Common Inference Server Backends
| Backend | Use Case | API Surface |
|---|---|---|
| Ollama | Local LLM inference (Llama, Mistral, Gemma) | OpenAI-compatible REST API |
| vLLM | High-throughput LLM serving with PagedAttention | OpenAI-compatible REST API |
| Triton Inference Server | NVIDIA GPU inference for any ONNX/TensorRT model | gRPC + HTTP/2 |
| HuggingFace TGI | Text Generation Inference — streaming LLM output | OpenAI-compatible REST API |
| LM Studio | Developer local inference (Windows/Mac) | OpenAI-compatible REST API |
Wrapping an Inference Backend as a Server Node
Most inference backends expose an OpenAI-compatible API. The simplest server node is a thin proxy that adds health registration and tenant header forwarding:
// Minimal inference proxy server node
var builder = WebApplication.CreateBuilder(args);
builder.Services.Configure<InferenceNodeConfig>(
builder.Configuration.GetSection("InferenceNode"));
builder.Services.AddHttpClient("inference");
builder.Services.AddSingleton<IServerGroupRegistrar, ServerGroupRegistrar>();
var app = builder.Build();
app.MapGet("/health", async (IHttpClientFactory factory,
IOptions<InferenceNodeConfig> cfg) =>
{
try
{
var client = factory.CreateClient("inference");
var response = await client.GetAsync($"{cfg.Value.BackendUrl}/health");
return response.IsSuccessStatusCode
? Results.Ok(new { status = "ok" })
: Results.Json(new { status = "degraded" }, statusCode: 503);
}
catch
{
return Results.Json(new { status = "unhealthy" }, statusCode: 503);
}
});
// Proxy inference calls, adding audit headers
app.MapPost("/infer", async (HttpRequest req,
IHttpClientFactory factory,
IOptions<InferenceNodeConfig> cfg) =>
{
var tenantId = req.Headers["X-Octopus-Tenant-Id"].FirstOrDefault();
var corrId = req.Headers["X-Octopus-Correlation-Id"].FirstOrDefault();
var client = factory.CreateClient("inference");
var upstream = new HttpRequestMessage(HttpMethod.Post,
$"{cfg.Value.BackendUrl}/v1/chat/completions");
upstream.Headers.TryAddWithoutValidation("X-Tenant-Id", tenantId ?? "");
upstream.Headers.TryAddWithoutValidation("X-Correlation-Id", corrId ?? "");
upstream.Content = new StreamContent(req.Body)
{
Headers = { ContentType = req.ContentType is null ? null
: new MediaTypeHeaderValue(req.ContentType) }
};
var response = await client.SendAsync(upstream,
HttpCompletionOption.ResponseHeadersRead);
// Stream the response back (for SSE / token streaming)
return Results.Stream(await response.Content.ReadAsStreamAsync(),
contentType: "application/json");
});
app.Run();
GPU Allocation Configuration
# Kubernetes: request GPU resources for the inference server node
spec:
containers:
- name: inference-node
image: mycompany/inference-proxy:1.0.0
resources:
limits:
nvidia.com/gpu: 1 # Request 1 GPU
requests:
nvidia.com/gpu: 1
env:
- name: InferenceNode__BackendUrl
value: "http://localhost:11434" # Ollama sidecar
- name: InferenceNode__GroupName
value: "inference-cluster"
# Ollama sidecar — runs the actual model on the GPU
- name: ollama
image: ollama/ollama:latest
resources:
limits:
nvidia.com/gpu: 1
volumeMounts:
- name: model-cache
mountPath: /root/.ollama
Token Streaming from Inference Nodes
For Octopus agents that stream LLM token output to the chatbot UI, the inference node must support SSE streaming.
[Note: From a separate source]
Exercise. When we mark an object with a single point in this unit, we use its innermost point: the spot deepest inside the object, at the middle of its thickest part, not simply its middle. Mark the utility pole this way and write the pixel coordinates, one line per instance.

Configure the Octopus LLM provider to point at the server group endpoint with streaming enabled:
{
"OctopusConfig": {
"SemanticKernelPlugin": {
"LLM": {
"Provider": "CustomEndpoint",
"BaseUrl": "https://server-group.internal/inference-cluster",
"ModelId": "llama3.1:70b",
"EnableStream": true
}
}
}
}
Inference Node Capacity Planning
| Model Size | Min GPU VRAM | Typical Throughput | Batching Benefit |
|---|---|---|---|
| 7B parameters (Q4) | 8 GB | 40-80 tokens/sec | Moderate |
| 13B parameters (Q4) | 12 GB | 25-50 tokens/sec | Moderate |
| 34B parameters (Q4) | 24 GB | 10-20 tokens/sec | High |
| 70B parameters (Q4) | 48 GB (2x GPU) | 5-12 tokens/sec | High |
GPU memory is not shared. Each inference server node claims its GPU VRAM exclusively. If you need to host multiple models, either use separate nodes per model or a multiplexing backend like Ollama (which can swap models on-demand at the cost of cold-start delay).